Rand chuckled and led the way into the dining room. After a luncheon of roast beef and blood pudding, topped with red wine and finished off with trifle for dessert, Spalding took out a cigar and they adjourned to the gentlemen’s smoking lounge. It was deserted at this hour of the afternoon except for one man sleeping in an armchair, his bald head visible over its top. The columnist lit his cigar, offering one to Rand, who declined. Then they settled back in the comfort of the overstuffed leather armchairs.
“I can see why you chaps like this place,” Spalding said. “It’s a perfect setting to wile away one’s retirement.”

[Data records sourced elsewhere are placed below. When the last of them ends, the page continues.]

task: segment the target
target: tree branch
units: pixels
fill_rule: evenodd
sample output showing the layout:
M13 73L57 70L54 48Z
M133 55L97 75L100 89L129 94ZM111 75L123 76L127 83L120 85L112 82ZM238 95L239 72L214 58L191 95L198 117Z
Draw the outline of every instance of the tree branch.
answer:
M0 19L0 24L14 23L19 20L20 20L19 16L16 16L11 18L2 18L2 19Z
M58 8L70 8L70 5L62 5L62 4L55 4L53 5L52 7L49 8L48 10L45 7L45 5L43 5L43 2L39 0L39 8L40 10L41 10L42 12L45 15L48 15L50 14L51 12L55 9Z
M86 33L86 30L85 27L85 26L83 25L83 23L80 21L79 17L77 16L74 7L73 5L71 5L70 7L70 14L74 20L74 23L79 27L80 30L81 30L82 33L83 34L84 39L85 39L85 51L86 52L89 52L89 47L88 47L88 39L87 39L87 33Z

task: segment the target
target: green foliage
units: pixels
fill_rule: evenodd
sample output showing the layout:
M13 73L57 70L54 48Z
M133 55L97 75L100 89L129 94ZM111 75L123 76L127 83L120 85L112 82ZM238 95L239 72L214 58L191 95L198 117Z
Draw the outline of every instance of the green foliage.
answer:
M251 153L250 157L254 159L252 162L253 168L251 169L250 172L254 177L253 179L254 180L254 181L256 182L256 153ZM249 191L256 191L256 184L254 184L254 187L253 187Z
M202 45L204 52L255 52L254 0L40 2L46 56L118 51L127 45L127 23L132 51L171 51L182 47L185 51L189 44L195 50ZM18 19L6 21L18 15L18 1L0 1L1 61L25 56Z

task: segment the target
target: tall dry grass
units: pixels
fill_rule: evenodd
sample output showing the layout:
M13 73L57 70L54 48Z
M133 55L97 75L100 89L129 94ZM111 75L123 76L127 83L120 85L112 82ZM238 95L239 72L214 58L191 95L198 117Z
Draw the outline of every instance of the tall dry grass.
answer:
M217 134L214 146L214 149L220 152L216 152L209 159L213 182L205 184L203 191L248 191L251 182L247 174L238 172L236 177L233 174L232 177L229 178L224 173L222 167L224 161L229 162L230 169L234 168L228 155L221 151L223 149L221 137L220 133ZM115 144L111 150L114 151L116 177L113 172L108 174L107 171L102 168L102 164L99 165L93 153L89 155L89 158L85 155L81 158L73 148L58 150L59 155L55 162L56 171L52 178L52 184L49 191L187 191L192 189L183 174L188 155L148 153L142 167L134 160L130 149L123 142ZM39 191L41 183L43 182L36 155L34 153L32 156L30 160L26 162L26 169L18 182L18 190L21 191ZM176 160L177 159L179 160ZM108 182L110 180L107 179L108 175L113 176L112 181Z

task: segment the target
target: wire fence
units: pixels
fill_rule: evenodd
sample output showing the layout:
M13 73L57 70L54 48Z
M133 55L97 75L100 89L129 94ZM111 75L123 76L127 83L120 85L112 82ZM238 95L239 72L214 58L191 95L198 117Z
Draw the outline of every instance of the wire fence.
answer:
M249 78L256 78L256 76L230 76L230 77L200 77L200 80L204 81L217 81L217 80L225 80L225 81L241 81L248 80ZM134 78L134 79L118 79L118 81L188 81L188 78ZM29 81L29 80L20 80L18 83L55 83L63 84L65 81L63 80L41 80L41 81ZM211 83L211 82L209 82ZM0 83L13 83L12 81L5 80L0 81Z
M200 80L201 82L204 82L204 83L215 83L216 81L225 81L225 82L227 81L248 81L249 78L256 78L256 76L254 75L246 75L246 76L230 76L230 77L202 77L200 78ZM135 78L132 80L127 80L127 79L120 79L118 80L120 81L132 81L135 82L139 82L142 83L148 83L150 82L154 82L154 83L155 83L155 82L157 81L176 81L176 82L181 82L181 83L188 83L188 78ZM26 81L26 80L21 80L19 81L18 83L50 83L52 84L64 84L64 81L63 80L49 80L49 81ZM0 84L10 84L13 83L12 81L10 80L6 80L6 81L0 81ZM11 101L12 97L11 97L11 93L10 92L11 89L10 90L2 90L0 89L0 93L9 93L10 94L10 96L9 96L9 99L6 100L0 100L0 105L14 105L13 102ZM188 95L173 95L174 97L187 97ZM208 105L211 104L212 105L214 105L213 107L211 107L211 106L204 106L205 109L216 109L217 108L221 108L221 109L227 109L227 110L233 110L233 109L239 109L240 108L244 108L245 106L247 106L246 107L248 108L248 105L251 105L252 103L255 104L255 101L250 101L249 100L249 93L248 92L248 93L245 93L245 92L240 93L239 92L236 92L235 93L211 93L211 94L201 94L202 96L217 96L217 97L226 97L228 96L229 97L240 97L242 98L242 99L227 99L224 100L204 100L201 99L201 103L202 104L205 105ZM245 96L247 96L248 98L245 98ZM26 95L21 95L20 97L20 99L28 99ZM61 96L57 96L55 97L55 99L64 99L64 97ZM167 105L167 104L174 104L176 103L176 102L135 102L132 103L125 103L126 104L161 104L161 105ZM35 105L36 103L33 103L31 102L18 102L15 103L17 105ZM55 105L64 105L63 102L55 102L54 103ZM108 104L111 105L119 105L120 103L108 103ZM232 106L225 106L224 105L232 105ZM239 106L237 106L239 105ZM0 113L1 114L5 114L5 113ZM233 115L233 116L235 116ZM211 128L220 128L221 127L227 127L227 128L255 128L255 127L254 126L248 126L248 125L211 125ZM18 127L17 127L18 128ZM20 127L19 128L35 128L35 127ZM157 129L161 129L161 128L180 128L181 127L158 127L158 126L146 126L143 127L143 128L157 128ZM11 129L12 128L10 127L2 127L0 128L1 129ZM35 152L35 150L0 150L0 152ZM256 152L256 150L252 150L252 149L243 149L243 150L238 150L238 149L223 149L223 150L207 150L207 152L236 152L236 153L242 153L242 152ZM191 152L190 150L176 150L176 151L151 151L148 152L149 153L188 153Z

Rand smiled slightly. “Now that we’re comfortable, suppose you show me the typewriter.”
“What? This thing?”
“The very same.”
“What for?”
“So I can confirm my suspicion as to the identity of the fabled double agent.”
Simon Spalding laughed. ‘You think this old manual typewriter of Barnes’s will tell you that?”
“I know it will, and so do you. Who ever saw a shiny plastic ribbon on a manual typewriter? They all used fabric ribbons.” He reached down and unzipped the leather carrying case. The columnist made no attempt to stop him. “It’s a bit narrower than the quarter-inch plastic ribbons that electric typewriters use. There was all this talk of a journal, but Cedric Barnes used a tape recorder for interviews, didn’t he? They even auctioned one off today.” Rand removed the ribbon from the machine. “It’s a tape, masquerading as a typewriter ribbon. The tape of Barnes’s infamous last interview with the double agent.”